Kook, Sung-Ho,Son, Young-Ok,Han, Seong-Kyu,Lee, Hyung-Soon,Kim, Beom-Tae,Jang, Yong-Suk,Choi, Ki-Choon,Lee, Keun-Soo,Kim, So-Soon,Lim, Ji-Young,Jeon, Young-Mi,Kim, Jong-Ghee,Lee, Jeong-Chae Korean Society for Biochemistry and Molecular Biol 2005 Journal of biochemistry and molecular biology Vol.38 No.6
Epstein-Barr virus (EBV) infects more than 90% of the world's population and has a potential oncogenic nature. A histone deacetylase (HDAC) inhibitor, trichostatin A (TSA), has shown potential ability in cancer chemoprevention and treatment, but its effect on EBV-infected Akata cells has not been examined.

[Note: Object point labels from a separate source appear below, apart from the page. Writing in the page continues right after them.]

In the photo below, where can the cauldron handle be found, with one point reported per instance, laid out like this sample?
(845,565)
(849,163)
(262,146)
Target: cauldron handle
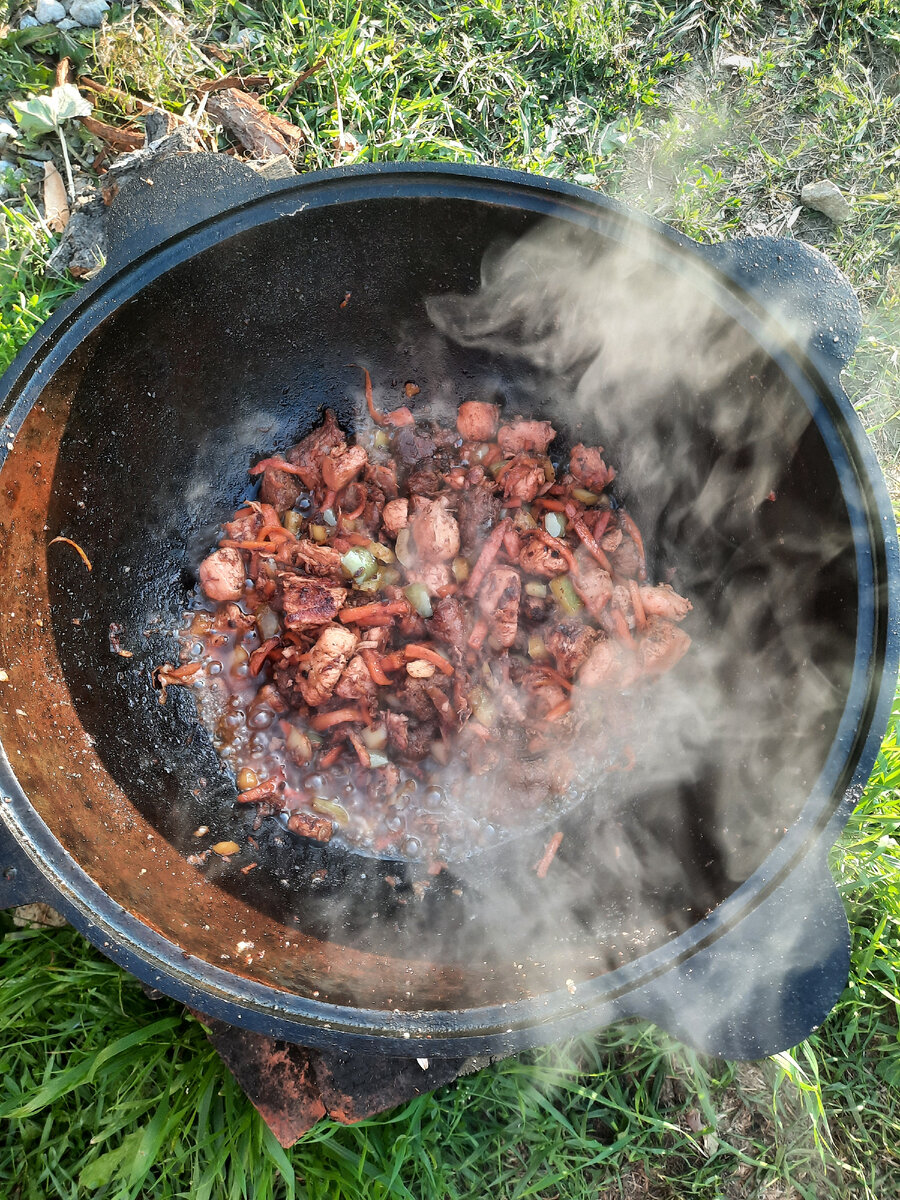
(792,957)
(173,195)
(811,299)
(21,882)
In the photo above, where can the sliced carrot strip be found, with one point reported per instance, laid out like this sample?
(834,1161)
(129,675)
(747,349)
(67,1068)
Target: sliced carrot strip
(417,651)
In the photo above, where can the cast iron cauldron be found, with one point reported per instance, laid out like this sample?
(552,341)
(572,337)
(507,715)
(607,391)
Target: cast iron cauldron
(700,899)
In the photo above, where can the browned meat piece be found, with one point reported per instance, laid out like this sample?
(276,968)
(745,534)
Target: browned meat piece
(309,454)
(222,575)
(609,665)
(323,562)
(397,725)
(477,421)
(523,436)
(588,467)
(412,447)
(395,516)
(449,623)
(435,531)
(280,490)
(420,741)
(384,477)
(627,559)
(307,601)
(478,514)
(523,479)
(433,575)
(661,646)
(340,467)
(325,664)
(498,601)
(307,825)
(570,643)
(538,558)
(245,526)
(593,585)
(664,601)
(355,683)
(426,481)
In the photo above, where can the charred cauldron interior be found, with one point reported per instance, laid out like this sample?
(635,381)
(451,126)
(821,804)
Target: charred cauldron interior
(139,448)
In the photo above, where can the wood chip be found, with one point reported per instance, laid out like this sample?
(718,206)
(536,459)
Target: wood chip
(55,205)
(124,141)
(257,130)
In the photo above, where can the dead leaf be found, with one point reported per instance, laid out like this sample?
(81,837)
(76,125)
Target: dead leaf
(55,205)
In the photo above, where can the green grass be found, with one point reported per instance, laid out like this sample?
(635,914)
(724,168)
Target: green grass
(109,1093)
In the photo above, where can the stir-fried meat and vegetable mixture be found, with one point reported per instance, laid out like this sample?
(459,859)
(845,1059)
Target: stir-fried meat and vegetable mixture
(402,640)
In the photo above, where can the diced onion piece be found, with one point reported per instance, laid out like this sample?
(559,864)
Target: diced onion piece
(299,745)
(418,595)
(358,564)
(331,809)
(555,525)
(565,595)
(585,497)
(403,547)
(537,649)
(461,569)
(268,623)
(376,737)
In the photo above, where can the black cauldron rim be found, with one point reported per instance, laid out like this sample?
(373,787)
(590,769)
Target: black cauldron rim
(36,864)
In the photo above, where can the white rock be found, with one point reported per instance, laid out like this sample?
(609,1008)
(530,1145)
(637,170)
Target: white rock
(826,197)
(48,12)
(88,12)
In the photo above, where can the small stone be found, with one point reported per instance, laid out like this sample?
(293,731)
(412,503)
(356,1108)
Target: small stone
(88,12)
(48,12)
(826,197)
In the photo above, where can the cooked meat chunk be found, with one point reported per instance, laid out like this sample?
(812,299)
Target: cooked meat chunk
(570,643)
(588,467)
(310,453)
(661,646)
(411,447)
(323,562)
(664,601)
(477,421)
(593,585)
(478,514)
(307,825)
(498,603)
(435,531)
(309,603)
(341,466)
(222,575)
(280,490)
(526,436)
(395,516)
(538,557)
(523,479)
(355,683)
(325,664)
(448,622)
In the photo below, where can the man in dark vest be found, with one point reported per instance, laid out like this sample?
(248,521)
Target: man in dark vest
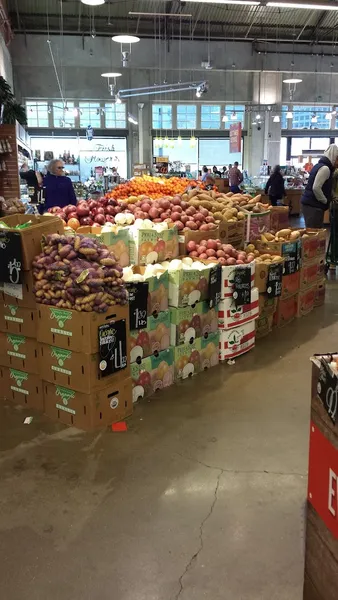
(318,192)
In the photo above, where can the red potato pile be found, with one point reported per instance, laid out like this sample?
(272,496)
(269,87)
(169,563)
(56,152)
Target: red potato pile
(225,254)
(80,273)
(173,210)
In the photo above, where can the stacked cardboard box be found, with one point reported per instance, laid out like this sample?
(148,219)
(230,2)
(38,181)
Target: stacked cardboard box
(236,324)
(20,377)
(75,390)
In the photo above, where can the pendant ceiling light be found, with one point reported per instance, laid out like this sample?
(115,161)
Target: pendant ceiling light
(93,2)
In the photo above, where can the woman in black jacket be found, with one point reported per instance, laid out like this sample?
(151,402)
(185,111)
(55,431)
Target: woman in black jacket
(275,186)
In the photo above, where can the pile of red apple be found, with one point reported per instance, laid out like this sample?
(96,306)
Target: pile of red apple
(225,254)
(173,210)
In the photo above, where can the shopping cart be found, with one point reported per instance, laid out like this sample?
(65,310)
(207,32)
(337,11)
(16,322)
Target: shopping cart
(331,259)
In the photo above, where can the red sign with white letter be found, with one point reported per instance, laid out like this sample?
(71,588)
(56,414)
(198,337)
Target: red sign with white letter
(235,137)
(323,479)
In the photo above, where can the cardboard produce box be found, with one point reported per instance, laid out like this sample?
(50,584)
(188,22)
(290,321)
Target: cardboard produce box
(21,387)
(306,300)
(230,316)
(312,272)
(290,284)
(187,287)
(118,243)
(153,339)
(148,246)
(31,237)
(237,341)
(186,361)
(14,319)
(73,330)
(208,349)
(89,411)
(74,370)
(19,294)
(263,325)
(320,293)
(19,352)
(154,373)
(189,323)
(286,310)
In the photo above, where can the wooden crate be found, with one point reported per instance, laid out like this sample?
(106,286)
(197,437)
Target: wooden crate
(321,554)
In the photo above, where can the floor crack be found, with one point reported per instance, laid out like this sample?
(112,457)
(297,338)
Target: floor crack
(201,543)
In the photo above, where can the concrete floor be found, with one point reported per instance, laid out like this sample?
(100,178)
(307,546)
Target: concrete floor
(203,497)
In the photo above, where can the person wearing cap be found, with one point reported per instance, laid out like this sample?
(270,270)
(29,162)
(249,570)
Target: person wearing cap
(317,195)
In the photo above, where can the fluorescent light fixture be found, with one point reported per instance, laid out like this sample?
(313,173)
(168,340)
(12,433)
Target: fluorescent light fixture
(308,6)
(125,39)
(292,80)
(93,2)
(241,2)
(111,74)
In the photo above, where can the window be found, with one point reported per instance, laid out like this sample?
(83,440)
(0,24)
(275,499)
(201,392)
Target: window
(302,116)
(115,115)
(63,117)
(162,116)
(210,116)
(235,114)
(186,116)
(37,114)
(90,114)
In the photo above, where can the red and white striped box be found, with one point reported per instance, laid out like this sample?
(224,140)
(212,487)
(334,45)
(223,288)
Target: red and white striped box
(230,316)
(228,274)
(237,341)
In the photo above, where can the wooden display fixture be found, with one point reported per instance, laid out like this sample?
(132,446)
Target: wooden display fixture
(9,178)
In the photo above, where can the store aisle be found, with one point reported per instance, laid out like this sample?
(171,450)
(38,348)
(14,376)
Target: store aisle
(203,498)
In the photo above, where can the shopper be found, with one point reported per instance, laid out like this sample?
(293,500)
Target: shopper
(235,178)
(216,172)
(58,189)
(33,180)
(275,186)
(317,195)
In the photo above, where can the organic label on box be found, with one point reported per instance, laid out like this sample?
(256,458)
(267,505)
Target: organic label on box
(138,304)
(274,281)
(19,377)
(66,395)
(242,286)
(61,356)
(61,316)
(112,347)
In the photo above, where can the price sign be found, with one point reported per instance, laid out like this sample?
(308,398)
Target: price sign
(10,257)
(274,282)
(215,282)
(138,301)
(242,286)
(112,347)
(327,389)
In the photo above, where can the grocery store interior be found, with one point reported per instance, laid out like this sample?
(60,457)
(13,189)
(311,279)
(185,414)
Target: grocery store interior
(168,300)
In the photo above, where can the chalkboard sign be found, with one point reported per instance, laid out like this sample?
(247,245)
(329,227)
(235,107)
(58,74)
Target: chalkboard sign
(138,301)
(112,347)
(242,286)
(327,389)
(291,255)
(10,257)
(215,282)
(274,281)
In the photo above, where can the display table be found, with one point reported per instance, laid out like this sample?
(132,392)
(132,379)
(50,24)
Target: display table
(321,555)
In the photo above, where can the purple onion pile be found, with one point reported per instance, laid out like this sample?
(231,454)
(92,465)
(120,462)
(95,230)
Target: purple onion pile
(78,273)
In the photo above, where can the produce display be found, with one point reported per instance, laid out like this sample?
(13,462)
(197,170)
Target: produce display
(77,272)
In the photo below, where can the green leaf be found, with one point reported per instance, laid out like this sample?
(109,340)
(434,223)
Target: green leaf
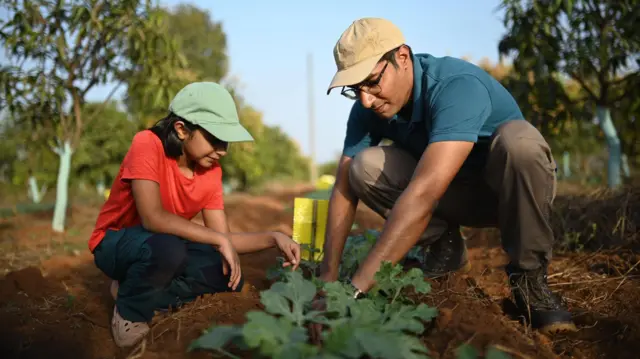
(466,351)
(216,338)
(266,332)
(495,353)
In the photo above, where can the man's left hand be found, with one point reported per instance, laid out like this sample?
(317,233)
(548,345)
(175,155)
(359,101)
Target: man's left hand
(290,248)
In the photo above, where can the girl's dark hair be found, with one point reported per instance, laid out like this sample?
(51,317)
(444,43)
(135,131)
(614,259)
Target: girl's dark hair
(165,130)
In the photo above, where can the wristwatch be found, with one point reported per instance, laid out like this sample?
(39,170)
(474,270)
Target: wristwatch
(357,293)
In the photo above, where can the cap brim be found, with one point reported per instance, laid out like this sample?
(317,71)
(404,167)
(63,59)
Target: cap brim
(229,132)
(354,74)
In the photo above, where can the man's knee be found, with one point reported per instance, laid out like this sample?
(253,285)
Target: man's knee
(382,167)
(525,148)
(168,257)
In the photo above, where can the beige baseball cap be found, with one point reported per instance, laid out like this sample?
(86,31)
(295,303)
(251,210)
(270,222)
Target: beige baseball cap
(360,47)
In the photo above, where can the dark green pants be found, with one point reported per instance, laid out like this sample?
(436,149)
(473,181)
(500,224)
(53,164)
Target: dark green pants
(514,192)
(158,271)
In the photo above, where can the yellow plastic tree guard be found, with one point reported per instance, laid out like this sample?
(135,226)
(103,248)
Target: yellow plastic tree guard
(309,223)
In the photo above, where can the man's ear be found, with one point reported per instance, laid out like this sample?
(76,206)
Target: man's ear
(404,57)
(181,130)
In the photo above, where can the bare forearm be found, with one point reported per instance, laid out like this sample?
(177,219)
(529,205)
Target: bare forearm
(339,221)
(408,219)
(252,241)
(169,223)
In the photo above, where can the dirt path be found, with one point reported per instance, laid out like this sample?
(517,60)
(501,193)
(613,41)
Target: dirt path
(55,303)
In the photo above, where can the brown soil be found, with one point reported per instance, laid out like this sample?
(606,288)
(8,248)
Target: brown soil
(55,303)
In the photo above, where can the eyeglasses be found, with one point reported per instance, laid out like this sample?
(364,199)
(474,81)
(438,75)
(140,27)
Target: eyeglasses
(372,87)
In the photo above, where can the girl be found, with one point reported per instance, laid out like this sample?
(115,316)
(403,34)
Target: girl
(144,238)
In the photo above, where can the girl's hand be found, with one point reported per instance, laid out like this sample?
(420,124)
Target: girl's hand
(290,248)
(230,263)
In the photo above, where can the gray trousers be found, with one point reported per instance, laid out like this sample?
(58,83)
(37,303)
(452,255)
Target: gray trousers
(514,193)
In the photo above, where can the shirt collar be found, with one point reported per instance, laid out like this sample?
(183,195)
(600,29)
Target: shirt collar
(416,113)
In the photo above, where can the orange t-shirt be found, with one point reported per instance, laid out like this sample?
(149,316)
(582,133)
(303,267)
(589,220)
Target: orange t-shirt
(180,195)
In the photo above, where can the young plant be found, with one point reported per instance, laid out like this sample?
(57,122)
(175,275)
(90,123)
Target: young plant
(383,325)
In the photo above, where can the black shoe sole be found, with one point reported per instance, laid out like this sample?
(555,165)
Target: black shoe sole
(558,328)
(464,269)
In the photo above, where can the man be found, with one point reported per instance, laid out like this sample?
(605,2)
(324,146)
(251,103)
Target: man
(462,154)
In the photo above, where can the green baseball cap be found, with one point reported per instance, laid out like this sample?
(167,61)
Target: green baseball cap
(210,106)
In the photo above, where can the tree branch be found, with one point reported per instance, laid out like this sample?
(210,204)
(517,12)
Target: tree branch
(102,106)
(77,112)
(578,78)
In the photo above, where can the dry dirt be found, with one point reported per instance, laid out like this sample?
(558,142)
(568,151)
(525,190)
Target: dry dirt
(55,303)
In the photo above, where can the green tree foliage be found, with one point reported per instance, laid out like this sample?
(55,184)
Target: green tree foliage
(565,126)
(203,43)
(60,50)
(104,145)
(594,42)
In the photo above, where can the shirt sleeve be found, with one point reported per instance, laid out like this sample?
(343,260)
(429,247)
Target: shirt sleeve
(216,201)
(358,136)
(460,110)
(144,157)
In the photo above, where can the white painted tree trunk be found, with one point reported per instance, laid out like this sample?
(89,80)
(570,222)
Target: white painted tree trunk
(613,142)
(566,164)
(62,187)
(626,170)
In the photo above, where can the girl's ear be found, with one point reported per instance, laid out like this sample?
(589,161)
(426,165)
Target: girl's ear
(181,130)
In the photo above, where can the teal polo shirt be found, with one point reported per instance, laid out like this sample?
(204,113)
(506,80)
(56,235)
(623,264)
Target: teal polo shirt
(453,100)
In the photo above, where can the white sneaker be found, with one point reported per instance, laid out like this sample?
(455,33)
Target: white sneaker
(114,289)
(127,333)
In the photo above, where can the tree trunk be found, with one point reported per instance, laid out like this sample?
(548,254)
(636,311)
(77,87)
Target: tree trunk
(566,164)
(613,142)
(34,193)
(62,187)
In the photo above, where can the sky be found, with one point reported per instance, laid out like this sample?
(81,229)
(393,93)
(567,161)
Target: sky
(269,41)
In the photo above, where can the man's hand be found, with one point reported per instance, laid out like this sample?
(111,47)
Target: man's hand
(290,248)
(413,209)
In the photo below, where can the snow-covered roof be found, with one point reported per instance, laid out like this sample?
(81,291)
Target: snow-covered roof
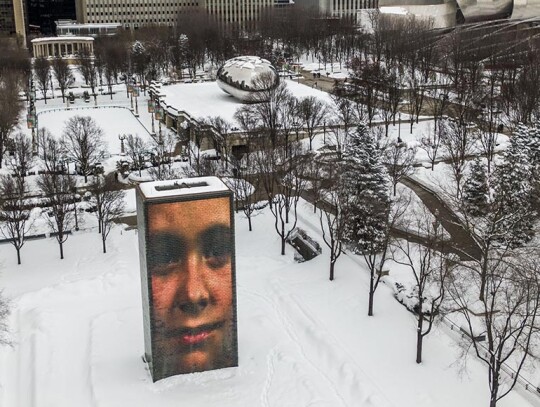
(182,187)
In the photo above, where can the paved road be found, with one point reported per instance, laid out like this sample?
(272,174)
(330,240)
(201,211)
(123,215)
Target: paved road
(462,242)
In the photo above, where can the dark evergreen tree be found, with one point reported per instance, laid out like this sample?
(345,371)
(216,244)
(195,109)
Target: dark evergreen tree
(476,190)
(514,191)
(366,185)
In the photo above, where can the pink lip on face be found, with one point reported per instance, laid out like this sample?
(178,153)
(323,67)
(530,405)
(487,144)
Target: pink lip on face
(193,339)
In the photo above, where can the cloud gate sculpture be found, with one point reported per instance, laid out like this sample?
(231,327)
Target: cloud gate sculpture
(247,77)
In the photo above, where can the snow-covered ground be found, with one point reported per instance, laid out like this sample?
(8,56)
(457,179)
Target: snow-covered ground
(76,324)
(303,340)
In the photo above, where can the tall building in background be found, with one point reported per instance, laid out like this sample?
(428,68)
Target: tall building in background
(140,13)
(12,20)
(42,14)
(340,8)
(132,13)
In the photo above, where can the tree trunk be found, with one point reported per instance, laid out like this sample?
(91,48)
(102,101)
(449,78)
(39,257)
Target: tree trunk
(494,392)
(419,337)
(371,294)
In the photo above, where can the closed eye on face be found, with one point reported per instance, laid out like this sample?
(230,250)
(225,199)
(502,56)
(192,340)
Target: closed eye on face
(169,250)
(215,245)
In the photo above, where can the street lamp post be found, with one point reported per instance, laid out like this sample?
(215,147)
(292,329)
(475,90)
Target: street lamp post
(52,88)
(122,138)
(399,127)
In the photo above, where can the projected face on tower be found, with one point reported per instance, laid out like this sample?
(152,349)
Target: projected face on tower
(190,263)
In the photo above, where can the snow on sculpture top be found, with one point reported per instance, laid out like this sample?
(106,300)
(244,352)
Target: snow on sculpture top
(241,77)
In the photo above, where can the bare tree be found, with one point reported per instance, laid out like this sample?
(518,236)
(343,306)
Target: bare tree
(431,143)
(58,190)
(507,317)
(11,108)
(267,103)
(219,136)
(458,143)
(50,151)
(63,75)
(14,213)
(110,205)
(399,160)
(332,217)
(22,158)
(88,69)
(163,151)
(42,74)
(82,140)
(135,149)
(289,174)
(430,270)
(346,114)
(313,113)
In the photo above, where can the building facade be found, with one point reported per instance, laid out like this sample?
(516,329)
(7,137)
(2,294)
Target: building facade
(71,27)
(132,14)
(12,20)
(66,47)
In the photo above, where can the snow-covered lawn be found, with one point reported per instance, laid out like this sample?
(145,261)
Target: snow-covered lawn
(77,333)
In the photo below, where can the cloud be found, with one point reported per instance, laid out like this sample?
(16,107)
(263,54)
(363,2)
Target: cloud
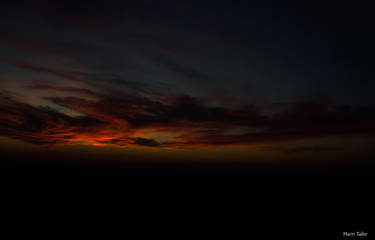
(119,120)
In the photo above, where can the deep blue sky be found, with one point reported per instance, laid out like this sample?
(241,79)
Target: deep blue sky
(193,72)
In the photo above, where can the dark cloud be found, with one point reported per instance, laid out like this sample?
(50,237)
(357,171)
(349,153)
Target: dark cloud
(120,120)
(145,142)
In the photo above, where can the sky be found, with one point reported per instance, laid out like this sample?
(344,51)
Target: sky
(207,80)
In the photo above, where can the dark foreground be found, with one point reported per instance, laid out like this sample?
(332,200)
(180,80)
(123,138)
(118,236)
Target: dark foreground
(267,201)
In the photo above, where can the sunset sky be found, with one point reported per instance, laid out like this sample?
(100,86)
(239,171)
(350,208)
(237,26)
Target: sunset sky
(194,80)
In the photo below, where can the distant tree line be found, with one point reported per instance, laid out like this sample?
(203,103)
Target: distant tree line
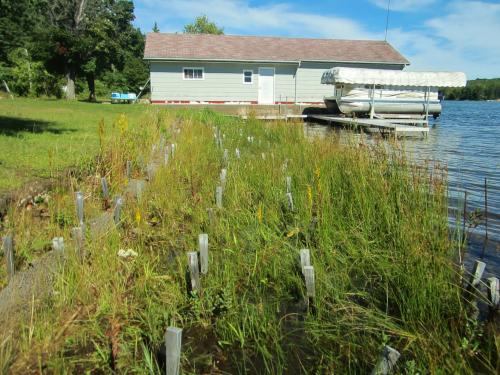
(69,47)
(477,89)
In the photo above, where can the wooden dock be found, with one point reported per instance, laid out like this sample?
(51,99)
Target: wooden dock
(391,126)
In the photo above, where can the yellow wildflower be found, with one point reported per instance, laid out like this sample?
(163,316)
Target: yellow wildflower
(309,194)
(259,213)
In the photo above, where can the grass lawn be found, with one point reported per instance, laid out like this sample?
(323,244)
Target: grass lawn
(375,225)
(41,137)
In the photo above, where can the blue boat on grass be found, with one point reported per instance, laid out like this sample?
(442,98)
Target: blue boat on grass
(118,97)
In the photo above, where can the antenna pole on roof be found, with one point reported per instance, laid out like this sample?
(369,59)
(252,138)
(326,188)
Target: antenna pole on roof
(387,19)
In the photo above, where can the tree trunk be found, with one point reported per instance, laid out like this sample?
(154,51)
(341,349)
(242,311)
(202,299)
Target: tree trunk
(91,84)
(70,83)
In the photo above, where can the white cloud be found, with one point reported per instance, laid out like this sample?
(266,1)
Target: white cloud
(464,36)
(240,16)
(403,5)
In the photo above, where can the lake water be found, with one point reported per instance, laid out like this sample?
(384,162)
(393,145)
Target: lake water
(466,139)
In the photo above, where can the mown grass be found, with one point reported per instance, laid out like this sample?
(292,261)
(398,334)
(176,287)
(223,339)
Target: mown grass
(41,138)
(375,224)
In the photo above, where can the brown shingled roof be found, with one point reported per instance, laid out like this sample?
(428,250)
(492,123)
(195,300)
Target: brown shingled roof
(257,48)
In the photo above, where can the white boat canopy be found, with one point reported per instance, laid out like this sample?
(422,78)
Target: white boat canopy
(360,76)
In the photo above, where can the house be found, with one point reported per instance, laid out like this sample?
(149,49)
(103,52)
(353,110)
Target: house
(229,69)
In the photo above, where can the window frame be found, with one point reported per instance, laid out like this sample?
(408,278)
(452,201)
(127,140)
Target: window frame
(245,71)
(193,68)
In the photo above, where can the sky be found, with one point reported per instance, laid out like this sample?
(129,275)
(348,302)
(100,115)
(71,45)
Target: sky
(444,35)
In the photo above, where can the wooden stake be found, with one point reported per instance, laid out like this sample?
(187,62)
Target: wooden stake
(8,249)
(203,249)
(211,218)
(173,343)
(118,209)
(218,196)
(290,201)
(386,362)
(58,244)
(166,155)
(305,259)
(105,190)
(310,284)
(194,270)
(150,170)
(223,175)
(129,169)
(477,273)
(77,235)
(79,208)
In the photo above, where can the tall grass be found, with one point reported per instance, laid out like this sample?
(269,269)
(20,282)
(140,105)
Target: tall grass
(375,224)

This study investigated the effect of TSA on the proliferation and apoptosis of the cells. TSA inhibited cell growth and induced cytotoxicity in the EBV infected Akata cells. TSA treatment sensitively induced apoptosis in the cell, which was demonstrated by the increased number of positively stained cells in the TUNEL assay, the migration of many cells to the sub-$G_0/G_1$ phase in flow cytometric analysis, and the ladder formation of genomic DNA. Western blot analysis showed that caspase-dependent pathways are involved in the TSA-induced apoptosis of EBV-infected Akata cells. Overall, this study shows that EBV-infected B lymphomas are quite sensitive to TSA-provoked apoptosis.